In the years since, the disease has slowly spread across the globe, hitchhiking in the bodies of wild birds, which often show no symptoms. Leaps into domestic poultry were rare; the last U.S. outbreak occurred in 2014. But once the virus hit our farms, it grew more contagious, according to officials from the U.S. Department of Agriculture. This strengthened virus spread from farm to farm until, after a then-record 50 million birds were euthanized, the epidemic was contained.

That number jumped in 2022 to 58 million birds killed because of the avian flu.

One infuriating thing I did not know is how our government subsidizes chicken farmers — usually multi-billion dollar corporations whose farming practices exacerbate the problem:

But to focus only on grocery-store prices is to miss the full costs of eggs. The 2014–2015 crisis cost the federal government $879 million, including indemnities paid to chicken companies. According to one estimate, the ripple effects across the U.S. economy reached $3.3 billion.

This year, with a higher death toll, the government will likely spend more. The big chicken companies, meanwhile, are doing just fine. Cal-Maine recently announced record-setting quarterly profits, which has prompted accusations of price gouging. It does seem fishy that a relatively small drop in egg supply can drive such huge jumps in price, but the real cause is more likely to be the unique economics of eggs. This is a staple product with few good substitutes, which means demand is inelastic; even a small drop in supply forces a big jump in price before buyer behavior will change.

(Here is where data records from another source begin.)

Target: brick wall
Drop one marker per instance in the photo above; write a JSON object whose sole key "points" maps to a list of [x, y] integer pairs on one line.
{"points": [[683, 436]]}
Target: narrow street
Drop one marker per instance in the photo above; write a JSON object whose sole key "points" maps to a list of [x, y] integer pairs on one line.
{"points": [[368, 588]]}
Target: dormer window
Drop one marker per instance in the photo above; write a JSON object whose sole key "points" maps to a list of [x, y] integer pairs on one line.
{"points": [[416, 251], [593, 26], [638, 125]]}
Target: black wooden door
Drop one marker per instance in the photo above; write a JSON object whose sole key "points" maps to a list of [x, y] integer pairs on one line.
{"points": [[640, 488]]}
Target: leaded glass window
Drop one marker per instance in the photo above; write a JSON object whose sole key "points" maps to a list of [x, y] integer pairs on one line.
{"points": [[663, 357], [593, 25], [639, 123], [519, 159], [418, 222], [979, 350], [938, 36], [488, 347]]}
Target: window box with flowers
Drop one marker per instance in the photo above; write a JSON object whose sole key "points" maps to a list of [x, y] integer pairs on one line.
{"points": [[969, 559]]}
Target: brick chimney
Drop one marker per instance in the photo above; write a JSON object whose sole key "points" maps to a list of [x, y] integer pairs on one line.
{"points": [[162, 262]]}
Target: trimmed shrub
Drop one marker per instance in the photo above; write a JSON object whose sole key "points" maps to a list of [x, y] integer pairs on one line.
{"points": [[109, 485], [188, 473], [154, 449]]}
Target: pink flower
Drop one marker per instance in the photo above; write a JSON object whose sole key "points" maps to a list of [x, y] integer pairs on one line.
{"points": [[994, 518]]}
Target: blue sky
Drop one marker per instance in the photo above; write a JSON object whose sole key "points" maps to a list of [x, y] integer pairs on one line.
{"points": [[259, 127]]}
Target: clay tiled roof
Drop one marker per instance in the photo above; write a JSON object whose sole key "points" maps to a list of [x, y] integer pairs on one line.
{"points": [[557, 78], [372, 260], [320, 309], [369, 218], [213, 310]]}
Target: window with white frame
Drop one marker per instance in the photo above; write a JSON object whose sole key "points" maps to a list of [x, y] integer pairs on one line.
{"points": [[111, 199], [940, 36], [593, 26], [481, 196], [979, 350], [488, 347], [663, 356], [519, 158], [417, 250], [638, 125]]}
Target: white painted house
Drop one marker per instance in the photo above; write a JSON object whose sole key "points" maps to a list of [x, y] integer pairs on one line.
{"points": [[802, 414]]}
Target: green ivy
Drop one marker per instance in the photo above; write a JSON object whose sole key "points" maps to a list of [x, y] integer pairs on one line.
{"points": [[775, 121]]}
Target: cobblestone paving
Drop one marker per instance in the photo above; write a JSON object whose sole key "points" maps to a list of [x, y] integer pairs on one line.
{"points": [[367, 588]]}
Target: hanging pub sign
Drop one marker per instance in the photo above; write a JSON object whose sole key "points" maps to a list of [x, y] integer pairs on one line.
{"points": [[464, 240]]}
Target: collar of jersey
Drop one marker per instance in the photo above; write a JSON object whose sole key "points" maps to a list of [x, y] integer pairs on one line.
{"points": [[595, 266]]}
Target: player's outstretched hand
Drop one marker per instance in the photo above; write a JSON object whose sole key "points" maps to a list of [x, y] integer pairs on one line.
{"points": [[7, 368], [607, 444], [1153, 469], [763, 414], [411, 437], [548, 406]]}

Collusion or not, the outcome is the same: The spread of bird flu means you spend more in the checkout aisle and more on tax-funded cleanup, while the big companies reap more profit. What incentive do they have to quash this disease?

It’s not clear how quashable the virus is anyway. Mike Stepion, a USDA spokesperson, told me that the best form of protection is keeping wild birds separate from poultry. Wille, the virologist, agreed—noting that, for obvious reasons, this is hard to do with pasture-raised birds. The “pasture-raised” label does allow farmers to move their birds into barns for their safety, and Flocco said Pete and Gerry’s has asked farmers to do so whenever there is a nearby outbreak. That will inevitably happen more in the coming years.

I love eggs. I’ve always loved eggs. But they are one of the things I’ve given up until the industry comes up with ways to make its business model less cruel to chickens and less dangerous to humanity.

I haven’t given up all animal products. I might still get there. But eggs and chickens strike me as a problem that more of us should be worried about, even if we’re not inclined to be animal rights activists.

The abysmal conditions at most large chicken farming operations mean that avian flu will strike and require killing tens of millions of birds, and possibly lead to a strain of the virus that could jump to humans and cause the next big pandemic.